Administrasi Kelautan dan Atmosfer Nasional (NOAA) dan Badan Penerbangan dan Antariksa Nasional (NASA) telah mengadakan diskusi dengan FCC tentang perlindungan satelit cuaca, namun FCC akan terus melelang spektrum tersebut ke penyedia jaringan 5G di masa depan.
Sebagai tanggapan, para ahli cuaca mengkritik langkah AS karena mempengaruhi kemampuannya dalam mengumpulkan data, operator telekomunikasi melakukan penyergapan pada panjang gelombang radio, regulator gagal melindungi frekuensi alami yang penting untuk pengamatan bumi dan mempersulit para ahli untuk melobi negara lain untuk membatasi frekuensi kritis.

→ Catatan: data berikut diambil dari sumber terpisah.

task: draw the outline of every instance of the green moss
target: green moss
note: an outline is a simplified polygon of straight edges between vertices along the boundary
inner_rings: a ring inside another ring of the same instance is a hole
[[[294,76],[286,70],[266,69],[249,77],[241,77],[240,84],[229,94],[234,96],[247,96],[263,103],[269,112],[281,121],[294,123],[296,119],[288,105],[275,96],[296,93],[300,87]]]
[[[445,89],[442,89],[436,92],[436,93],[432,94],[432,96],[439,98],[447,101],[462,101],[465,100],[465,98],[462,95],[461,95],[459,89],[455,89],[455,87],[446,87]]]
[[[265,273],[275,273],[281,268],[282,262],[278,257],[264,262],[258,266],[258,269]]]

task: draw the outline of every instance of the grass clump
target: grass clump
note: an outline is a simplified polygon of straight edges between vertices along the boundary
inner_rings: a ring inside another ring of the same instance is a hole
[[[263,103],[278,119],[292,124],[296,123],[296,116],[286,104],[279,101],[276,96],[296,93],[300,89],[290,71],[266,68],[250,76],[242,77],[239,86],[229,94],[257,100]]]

Karena jaringan 5G menggunakan frekuensi yang mendekati frekuensi yang digunakan untuk observasi meteorologi, 5G dapat mengancam keselamatan manusia dengan mengganggu satelit cuaca dan memengaruhi kemampuan memprediksi badai, demikian peringatan para ahli meteorologi.
Ahli meteorologi khawatir pita frekuensi yang digunakan dalam jaringan 5G dapat mengganggu pengamatan satelit yang penting. Peralatan satelit dapat digunakan untuk mengamati atmosfer dan variabel penelitian seperti uap air, hujan, salju, awan, dan kandungan es, yang semuanya merupakan faktor kunci yang mempengaruhi cuaca.

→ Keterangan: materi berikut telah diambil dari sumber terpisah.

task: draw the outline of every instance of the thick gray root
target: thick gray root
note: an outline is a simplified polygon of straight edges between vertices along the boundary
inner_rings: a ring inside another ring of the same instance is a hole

Informasi tersebut sangat penting untuk perkiraan, kata pakar ECMWF Paul Borman. “Ini adalah sumber daya alam yang unik,” katanya. Para ahli tidak akan dapat membedakan sinyal, sehingga mengurangi keakuratan prediksi.

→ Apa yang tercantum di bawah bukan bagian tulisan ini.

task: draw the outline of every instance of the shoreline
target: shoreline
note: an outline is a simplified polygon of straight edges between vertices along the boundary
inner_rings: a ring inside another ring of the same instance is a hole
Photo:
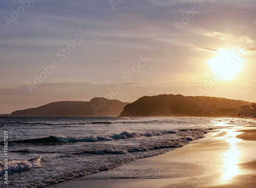
[[[254,187],[256,125],[217,130],[165,154],[47,187]]]

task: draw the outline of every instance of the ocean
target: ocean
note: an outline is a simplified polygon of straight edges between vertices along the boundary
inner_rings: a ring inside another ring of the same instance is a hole
[[[0,116],[0,186],[7,187],[3,180],[6,156],[8,187],[41,187],[161,154],[216,129],[252,121],[214,118]],[[4,141],[4,133],[8,142]]]

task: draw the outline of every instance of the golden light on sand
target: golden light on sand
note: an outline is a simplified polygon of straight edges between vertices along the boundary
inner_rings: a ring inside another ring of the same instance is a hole
[[[227,129],[227,131],[226,136],[229,138],[226,140],[230,149],[223,155],[223,180],[228,180],[239,173],[237,165],[239,163],[239,157],[241,155],[237,146],[239,139],[236,137],[239,134],[239,133],[234,132],[232,129]]]
[[[207,62],[220,80],[232,80],[243,68],[244,52],[241,49],[219,49],[216,57]]]

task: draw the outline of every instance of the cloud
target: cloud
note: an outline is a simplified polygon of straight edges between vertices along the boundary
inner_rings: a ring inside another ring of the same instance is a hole
[[[239,40],[244,41],[244,42],[246,42],[247,44],[249,45],[250,46],[252,45],[254,43],[255,43],[254,41],[247,36],[243,36],[241,37],[239,37]]]
[[[211,52],[218,52],[219,50],[215,48],[196,47],[195,50],[202,50]]]
[[[215,37],[217,35],[223,35],[223,34],[221,32],[217,32],[217,31],[214,31],[212,33],[207,33],[204,34],[208,37]]]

“Ini pertama kalinya saya melihat pita cuaca kita terancam, dan menurut saya apa pun yang terjadi, kita harus melindunginya,” tambah English, ahli meteorologi lain di pusat tersebut.
Masih harus dilihat apakah negara-negara lain akan mengikuti Amerika Serikat dalam menjual spektrum tersebut dalam beberapa bulan mendatang, kata laporan itu.